On the use of cross-validation for the calibration of the adaptive lasso.

机构信息

Univ Lyon, Univ Eiffel, IFSTTAR, Univ Lyon 1, UMRESTTE, Bron, France.

Institut Camille Jordan, Université Claude Bernard Lyon 1, Lyon, France.

出版信息

Biom J. 2023 Jun;65(5):e2200047. doi: 10.1002/bimj.202200047. Epub 2023 Mar 23.

Abstract

Cross-validation is the standard method for hyperparameter tuning, or calibration, of machine learning algorithms. The adaptive lasso is a popular class of penalized approaches based on weighted L -norm penalties, with weights derived from an initial estimate of the model parameter.
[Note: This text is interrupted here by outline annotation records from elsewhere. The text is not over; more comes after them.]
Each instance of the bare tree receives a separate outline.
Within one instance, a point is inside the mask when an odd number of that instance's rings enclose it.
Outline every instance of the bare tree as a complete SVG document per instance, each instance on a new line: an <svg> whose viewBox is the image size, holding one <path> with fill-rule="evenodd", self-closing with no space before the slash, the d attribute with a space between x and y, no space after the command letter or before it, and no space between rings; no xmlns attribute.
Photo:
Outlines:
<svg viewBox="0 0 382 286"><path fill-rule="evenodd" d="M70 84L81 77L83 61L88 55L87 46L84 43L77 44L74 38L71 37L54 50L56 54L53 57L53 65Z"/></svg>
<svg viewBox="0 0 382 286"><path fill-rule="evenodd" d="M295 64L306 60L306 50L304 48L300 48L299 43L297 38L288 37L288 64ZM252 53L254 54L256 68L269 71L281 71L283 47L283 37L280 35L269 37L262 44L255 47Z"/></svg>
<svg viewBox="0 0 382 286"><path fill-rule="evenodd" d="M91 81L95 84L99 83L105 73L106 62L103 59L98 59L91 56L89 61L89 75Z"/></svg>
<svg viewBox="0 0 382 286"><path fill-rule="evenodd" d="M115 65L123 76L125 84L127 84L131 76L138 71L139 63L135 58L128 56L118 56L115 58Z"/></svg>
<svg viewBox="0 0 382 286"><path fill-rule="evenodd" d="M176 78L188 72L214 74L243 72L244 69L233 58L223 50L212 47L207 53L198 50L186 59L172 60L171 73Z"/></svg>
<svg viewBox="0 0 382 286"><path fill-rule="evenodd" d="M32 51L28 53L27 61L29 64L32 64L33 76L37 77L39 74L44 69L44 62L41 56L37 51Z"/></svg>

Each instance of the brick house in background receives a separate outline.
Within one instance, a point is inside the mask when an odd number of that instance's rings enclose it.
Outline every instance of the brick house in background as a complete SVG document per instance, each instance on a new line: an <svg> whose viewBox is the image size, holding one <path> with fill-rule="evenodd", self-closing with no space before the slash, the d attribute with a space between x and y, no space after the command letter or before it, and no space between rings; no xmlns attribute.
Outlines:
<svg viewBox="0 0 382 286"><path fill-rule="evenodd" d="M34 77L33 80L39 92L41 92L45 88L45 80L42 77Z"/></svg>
Although it violates the paramount principle of cross-validation, according to which no information from the hold-out test set should be used when constructing the model on the training set, a "naive" cross-validation scheme is often implemented for the calibration of the adaptive lasso. The unsuitability of this naive cross-validation scheme in this context has not been well documented in the literature. In this work, we recall why the naive scheme is theoretically unsuitable and how proper cross-validation should be implemented in this particular context. Using both synthetic and real-world examples and considering several versions of the adaptive lasso, we illustrate the flaws of the naive scheme in practice. In particular, we show that it can lead to the selection of adaptive lasso estimates that perform substantially worse than those selected via a proper scheme in terms of both support recovery and prediction error. In other words, our results show that the theoretical unsuitability of the naive scheme translates into suboptimality in practice, and call for abandoning it.

摘要

交叉验证是机器学习算法的超参数调整或校准的标准方法。自适应套索是一种基于加权 L-范数惩罚的流行惩罚方法,权重来自于模型参数的初始估计。尽管它违反了交叉验证的首要原则,即不应该在训练集上构建模型时使用来自验证集的信息,但在自适应套索的校准中,通常会实现一种“朴素”的交叉验证方案。在文献中,没有很好地记录这种朴素交叉验证方案在这种情况下的不适用性。在这项工作中,我们回顾了为什么朴素方案在理论上是不合适的,以及在这种特殊情况下应该如何正确实施交叉验证。我们使用合成和真实世界的例子,并考虑了自适应套索的几个版本,说明了朴素方案在实践中的缺陷。特别是,我们表明它可能导致选择自适应套索估计,这些估计在支持恢复和预测误差方面的性能明显逊于通过适当方案选择的估计。换句话说,我们的结果表明,朴素方案的理论不适用性转化为实践中的次优性,并呼吁放弃它。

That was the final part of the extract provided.